Today Brother Walter from Saint John’s Abbey came by the retreat center where I work to give me a bag of late watercress. He knows I love it– it’s the very first vegetable of the season, growing in the shallows of spring-fed lakes. This particular patch was planted, or maybe just discovered, by Father Godfrey Diekmann, another monk at Saint John’s Abbey who was known both for his role advocating for the vernacular in the Catholic Mass during the Second Vatican Council and his expertise in cultivating, finding and identifying mushrooms in the abbey’s woods. In year’s past I’ve gone out there with Brother Walter, wearing his high rubber boots, and held the bucket for harvesting.

I’ve been craving fresh greens, reading recipes for soups made with peas, spinach, mint, chives, even lettuces thrown in. With my bag of watercress, I knew what my next stop would be: to the food co-op for leeks. I had the rest of what I needed at home (including garden chives) and found an excellent watercress soup on epicurious.com. (The recipe calls for pan-seared scallops, but I just made the soup.) Here is the recipe as I made it (warning: I totally fudged the quantities).

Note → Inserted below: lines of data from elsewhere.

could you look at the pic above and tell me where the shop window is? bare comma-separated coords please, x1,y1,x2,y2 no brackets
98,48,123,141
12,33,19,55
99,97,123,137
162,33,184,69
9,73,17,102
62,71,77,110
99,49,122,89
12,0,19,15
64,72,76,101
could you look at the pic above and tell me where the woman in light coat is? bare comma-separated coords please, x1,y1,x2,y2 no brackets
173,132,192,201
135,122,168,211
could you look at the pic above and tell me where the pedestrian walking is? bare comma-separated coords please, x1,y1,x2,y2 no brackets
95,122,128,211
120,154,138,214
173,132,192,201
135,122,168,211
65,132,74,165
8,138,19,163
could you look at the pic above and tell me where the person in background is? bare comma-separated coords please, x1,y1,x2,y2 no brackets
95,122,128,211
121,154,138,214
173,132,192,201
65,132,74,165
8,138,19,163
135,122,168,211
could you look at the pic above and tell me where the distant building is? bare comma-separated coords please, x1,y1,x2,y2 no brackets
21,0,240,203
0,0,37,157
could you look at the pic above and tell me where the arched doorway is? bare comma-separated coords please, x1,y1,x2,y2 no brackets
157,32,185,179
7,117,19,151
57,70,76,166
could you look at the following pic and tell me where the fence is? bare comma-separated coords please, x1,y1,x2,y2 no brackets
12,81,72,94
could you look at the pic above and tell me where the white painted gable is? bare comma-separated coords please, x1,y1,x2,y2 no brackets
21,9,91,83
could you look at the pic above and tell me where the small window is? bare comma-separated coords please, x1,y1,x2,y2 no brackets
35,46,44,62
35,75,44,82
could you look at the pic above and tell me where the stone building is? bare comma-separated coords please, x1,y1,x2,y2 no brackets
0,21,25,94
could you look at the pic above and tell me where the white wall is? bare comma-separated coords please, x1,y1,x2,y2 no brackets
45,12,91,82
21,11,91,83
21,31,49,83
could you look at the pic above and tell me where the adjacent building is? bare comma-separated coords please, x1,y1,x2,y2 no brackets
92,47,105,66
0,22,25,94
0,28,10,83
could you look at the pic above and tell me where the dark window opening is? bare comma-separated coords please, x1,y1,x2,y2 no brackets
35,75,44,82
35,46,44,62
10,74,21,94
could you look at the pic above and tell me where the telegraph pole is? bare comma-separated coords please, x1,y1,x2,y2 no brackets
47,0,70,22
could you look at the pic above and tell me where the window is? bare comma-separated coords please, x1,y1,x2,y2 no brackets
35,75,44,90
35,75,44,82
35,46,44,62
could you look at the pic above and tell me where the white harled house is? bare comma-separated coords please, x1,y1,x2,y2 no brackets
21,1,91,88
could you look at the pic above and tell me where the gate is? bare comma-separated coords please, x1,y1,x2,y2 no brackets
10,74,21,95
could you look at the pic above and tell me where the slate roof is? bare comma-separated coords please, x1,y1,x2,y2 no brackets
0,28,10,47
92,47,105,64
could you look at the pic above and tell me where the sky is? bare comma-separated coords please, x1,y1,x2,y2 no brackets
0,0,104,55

Reviewers recommend the soup cold as well, and with such things as creme fraiche and caviar on top. They call it vichyssoise, which sounds better than Cream of Watercress I guess. I call it spring goodness!

Cream of Watercress Soup

3 tablespoons butter
2 large leeks (white and pale green parts only), chopped
4 red potatoes cut into 1-inch pieces (3 cups, I didn’t bother peeling them)
1 quart vegetable or chicken broth; 1/2 cup or so of white wine
2 bunches watercress, trimmed and large stems removed, coarsely chopped (3-4 cups)
1/2 cup sour cream or to your liking (I put in a couple Tbs.)
whole milk (to thin the soup, but my soup was plenty thin without milk)
chives (for garnish)
salt and pepper to taste
Watercress sprigs (for garnish)

Melt butter in heavy large saucepan over medium-high heat. Add leeks and potatoes; sauté until leeks are tender, about 4 minutes. Add broth. Bring to simmer. Reduce heat to medium-low. Cover; simmer until potatoes are tender, stirring occasionally, about 20 minutes. Remove from heat. Add chopped watercress. Cover; let stand until watercress wilts, about 5 minutes.

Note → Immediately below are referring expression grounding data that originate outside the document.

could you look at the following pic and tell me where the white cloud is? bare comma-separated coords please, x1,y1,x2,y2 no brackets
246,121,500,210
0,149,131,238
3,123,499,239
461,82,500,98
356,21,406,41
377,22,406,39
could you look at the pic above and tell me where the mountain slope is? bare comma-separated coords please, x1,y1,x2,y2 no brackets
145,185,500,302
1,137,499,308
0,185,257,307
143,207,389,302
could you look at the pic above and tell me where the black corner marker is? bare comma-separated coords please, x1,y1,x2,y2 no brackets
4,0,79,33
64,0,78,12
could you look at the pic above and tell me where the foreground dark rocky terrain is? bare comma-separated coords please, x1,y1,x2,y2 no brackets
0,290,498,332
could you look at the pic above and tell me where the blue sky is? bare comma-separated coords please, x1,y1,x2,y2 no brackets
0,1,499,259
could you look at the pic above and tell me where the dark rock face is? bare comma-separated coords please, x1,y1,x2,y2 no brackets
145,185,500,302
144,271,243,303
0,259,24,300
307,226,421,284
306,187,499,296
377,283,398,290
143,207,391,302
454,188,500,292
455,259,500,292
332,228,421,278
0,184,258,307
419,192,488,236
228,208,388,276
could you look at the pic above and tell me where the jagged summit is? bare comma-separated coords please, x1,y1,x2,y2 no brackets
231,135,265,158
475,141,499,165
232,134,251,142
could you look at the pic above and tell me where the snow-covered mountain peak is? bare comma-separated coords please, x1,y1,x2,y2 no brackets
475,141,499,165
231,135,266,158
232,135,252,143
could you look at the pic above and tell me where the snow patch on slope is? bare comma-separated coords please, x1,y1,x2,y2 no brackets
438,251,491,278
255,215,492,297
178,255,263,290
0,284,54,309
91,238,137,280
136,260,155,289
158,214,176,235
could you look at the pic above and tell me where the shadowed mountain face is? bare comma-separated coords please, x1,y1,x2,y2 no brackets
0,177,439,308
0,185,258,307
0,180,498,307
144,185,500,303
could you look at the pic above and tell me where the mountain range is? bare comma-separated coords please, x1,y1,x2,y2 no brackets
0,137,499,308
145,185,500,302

Puree the soup in blender or with stick blender. Return soup to saucepan. Whisk in sour cream. Thin soup with milk to desired consistency. Season to taste with salt and pepper. (Can be prepared 1 day ahead. Cool slightly. Refrigerate uncovered until cold, then cover and refrigerate.) Stir soup over low heat just until heated through (do not boil).

Ladle soup into bowls. Garnish with watercress sprigs and/or chives and serve.